To satisfy the consistency of multimodal information concepts, we developed the PA suit with 40 small silicone air bladders and 8 vibration motor using audio signal. As a result, our multimodal haptic suit using pneumatic and acoustic actuators highly increased the involvement of participants in the VR simulations. Mainly, we proved in the explosion situation that proper multimodal haptic feedback with the PA suit provides a high involvement to users. Additionally, the ball collision comparison showed us that although the haptic feedback of the ball pattern is not similar to the touch of a real ball, and the pressure of the pattern is similar to the pressure of a real ball. Consequently, the participants suggested that developers can use the ball haptic pattern for immersive VR contents. The result of the ball simulation shows that the pattern helps to increase involvement in our VE but the increased involvement score of the ball simulation is lower than that of the explosion simulation. Participants reported that the reason for this was that the air bladder was made of a soft material and the pattern had a long collision time. According to the participants in the additional user study, adding a 3D printed ball frame and increasing the pressure resulted in the suit providing superior haptic feedback. This phenomenon suggests that if the surface shape and stiffness of the ABCs is controlled and even though the collision time differs in real and artificial collisions, superior user presence can still be obtained.

We reasoned that if the participants have high ITQ score, they will give a high involvement score in the simulations which in turn will decrease the reliability of the simulation results. The involvement scores were not affected by the ITQ score in our simulations. However, the order of play affected the involvement scores. The correlation between IT and the involvement score of the participants in our user studies is uncertain. We need more participants to verify the correlation in our system because 25 participants are probably too few to survey the correlation. We will add participants and proceed with more experiments to have more reliability in our experiment results.

As discussed in Sect. 5.1.1, we found a low correct answer rate of the patterns. We assumed that the reason for the low rate was that the ABCs of the suit were not close to the body of the participants because of their chest size and body shape. Moreover, the distribution of air pressure changed the pattern shapes. In the future work, we intend to improve the low correct answer rate by improving the structures and materials of PA suit, considering additional generic users, human factors, and ergonomics.

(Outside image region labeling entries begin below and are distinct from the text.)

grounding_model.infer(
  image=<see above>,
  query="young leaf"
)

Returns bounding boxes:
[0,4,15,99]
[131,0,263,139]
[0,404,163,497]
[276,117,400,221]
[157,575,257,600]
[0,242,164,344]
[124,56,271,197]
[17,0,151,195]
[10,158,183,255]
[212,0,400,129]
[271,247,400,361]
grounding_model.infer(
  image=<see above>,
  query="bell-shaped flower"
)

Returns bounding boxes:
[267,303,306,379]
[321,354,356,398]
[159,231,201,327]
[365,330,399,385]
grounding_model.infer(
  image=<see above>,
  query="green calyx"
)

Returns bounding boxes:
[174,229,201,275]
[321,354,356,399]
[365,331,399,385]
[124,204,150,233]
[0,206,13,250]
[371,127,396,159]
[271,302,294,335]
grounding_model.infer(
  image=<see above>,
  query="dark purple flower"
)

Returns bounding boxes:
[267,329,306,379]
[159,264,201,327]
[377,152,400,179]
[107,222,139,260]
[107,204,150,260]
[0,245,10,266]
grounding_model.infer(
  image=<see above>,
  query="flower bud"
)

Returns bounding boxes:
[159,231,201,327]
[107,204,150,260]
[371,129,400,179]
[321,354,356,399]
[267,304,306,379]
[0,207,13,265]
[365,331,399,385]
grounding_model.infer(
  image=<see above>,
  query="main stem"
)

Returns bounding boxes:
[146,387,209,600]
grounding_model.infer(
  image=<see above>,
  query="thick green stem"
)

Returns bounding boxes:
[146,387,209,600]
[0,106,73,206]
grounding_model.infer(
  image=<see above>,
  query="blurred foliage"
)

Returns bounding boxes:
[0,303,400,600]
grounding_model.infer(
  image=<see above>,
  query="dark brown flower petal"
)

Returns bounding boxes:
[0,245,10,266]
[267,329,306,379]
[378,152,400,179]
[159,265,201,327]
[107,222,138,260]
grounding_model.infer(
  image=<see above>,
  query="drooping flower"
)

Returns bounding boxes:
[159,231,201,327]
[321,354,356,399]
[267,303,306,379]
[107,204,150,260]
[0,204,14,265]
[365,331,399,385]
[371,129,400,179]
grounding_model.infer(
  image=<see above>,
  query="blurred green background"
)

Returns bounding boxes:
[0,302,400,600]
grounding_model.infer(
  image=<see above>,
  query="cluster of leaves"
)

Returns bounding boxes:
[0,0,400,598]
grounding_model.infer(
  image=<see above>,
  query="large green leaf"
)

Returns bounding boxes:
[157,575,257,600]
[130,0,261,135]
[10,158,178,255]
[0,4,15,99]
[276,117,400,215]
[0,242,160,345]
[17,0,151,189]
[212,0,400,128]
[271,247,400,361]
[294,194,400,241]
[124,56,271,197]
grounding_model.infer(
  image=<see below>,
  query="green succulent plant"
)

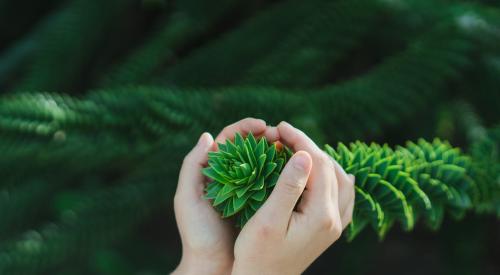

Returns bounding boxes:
[203,134,478,240]
[203,133,292,227]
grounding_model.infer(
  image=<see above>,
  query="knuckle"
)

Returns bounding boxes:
[320,213,342,239]
[256,222,276,239]
[182,153,193,165]
[281,178,302,195]
[320,214,335,231]
[317,152,333,166]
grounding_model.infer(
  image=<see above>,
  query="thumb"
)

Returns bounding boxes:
[256,151,312,230]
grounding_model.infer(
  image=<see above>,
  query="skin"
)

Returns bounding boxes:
[173,118,354,274]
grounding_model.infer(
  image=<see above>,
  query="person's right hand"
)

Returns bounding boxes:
[233,122,354,274]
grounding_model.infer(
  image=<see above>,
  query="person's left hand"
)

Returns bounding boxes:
[174,118,279,274]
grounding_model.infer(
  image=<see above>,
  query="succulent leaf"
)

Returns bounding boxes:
[203,133,292,226]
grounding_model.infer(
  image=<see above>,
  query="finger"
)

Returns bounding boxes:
[332,161,354,214]
[176,133,214,199]
[215,118,267,143]
[334,161,355,228]
[255,151,312,231]
[341,196,354,230]
[277,122,337,206]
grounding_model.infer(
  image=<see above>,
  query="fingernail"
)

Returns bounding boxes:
[292,153,309,170]
[332,162,349,177]
[196,132,208,146]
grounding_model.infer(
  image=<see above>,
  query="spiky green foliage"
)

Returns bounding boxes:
[203,133,292,227]
[0,0,500,275]
[326,139,477,239]
[203,134,484,240]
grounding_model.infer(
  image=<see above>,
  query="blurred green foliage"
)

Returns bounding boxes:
[0,0,500,275]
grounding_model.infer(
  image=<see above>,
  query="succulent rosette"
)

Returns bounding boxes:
[203,133,292,227]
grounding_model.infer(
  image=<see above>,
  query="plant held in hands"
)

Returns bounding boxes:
[203,134,481,239]
[203,133,292,227]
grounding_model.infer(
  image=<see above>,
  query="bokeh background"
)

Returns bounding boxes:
[0,0,500,275]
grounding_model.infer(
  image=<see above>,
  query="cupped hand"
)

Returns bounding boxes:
[174,118,278,274]
[233,122,354,274]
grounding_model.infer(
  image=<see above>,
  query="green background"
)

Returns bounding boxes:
[0,0,500,275]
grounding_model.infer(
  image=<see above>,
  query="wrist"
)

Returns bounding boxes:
[172,254,233,275]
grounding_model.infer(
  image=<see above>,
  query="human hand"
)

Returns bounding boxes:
[233,122,354,274]
[173,118,278,274]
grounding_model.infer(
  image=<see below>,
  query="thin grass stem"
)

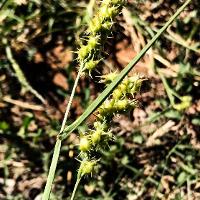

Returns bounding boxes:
[70,176,82,200]
[59,0,191,140]
[42,0,191,200]
[42,63,84,200]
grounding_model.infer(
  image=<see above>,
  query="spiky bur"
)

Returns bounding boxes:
[76,72,144,178]
[77,0,124,75]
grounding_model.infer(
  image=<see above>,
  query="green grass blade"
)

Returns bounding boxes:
[60,0,191,139]
[42,139,61,200]
[42,0,191,200]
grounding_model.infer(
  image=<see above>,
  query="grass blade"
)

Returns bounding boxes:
[59,0,191,140]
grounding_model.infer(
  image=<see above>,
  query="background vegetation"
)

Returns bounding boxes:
[0,0,200,200]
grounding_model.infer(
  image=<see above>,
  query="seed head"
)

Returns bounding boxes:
[79,136,91,152]
[112,88,123,100]
[77,45,90,60]
[78,160,97,177]
[88,36,100,49]
[88,16,102,35]
[91,129,102,145]
[85,60,99,72]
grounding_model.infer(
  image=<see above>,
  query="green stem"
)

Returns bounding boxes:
[3,39,45,104]
[59,63,84,134]
[42,0,191,200]
[70,176,82,200]
[59,0,191,140]
[42,139,61,200]
[42,63,84,200]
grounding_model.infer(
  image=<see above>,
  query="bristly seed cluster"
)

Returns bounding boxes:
[78,72,144,176]
[77,0,124,75]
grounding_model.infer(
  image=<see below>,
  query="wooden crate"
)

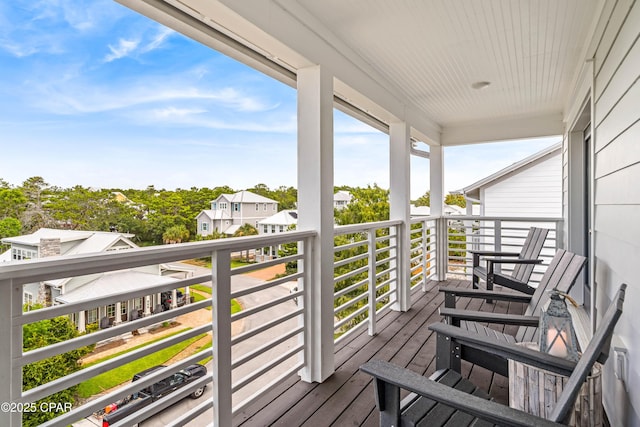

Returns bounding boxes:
[509,343,603,427]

Despite its limitations, VR developers can use the PA suit in training, task instruction, and VR experience enhancement. Our user studies proved the possibility and usefulness of the PA suit in various research fields. When a VR simulation need multimodal information, the PA suit is effective since the users were stimulated distinguishable and consistent cues with considerable pressure and realistic vibration on a their entire chest. In our future work, we will design and carry out user studies including new high-quality simulations about guiding direction, instruction task, and escaping from an explosion with the high-resolution multimodal haptic feedback to enhance the strengths of the PA suit based on the results of blind and simulation user studies.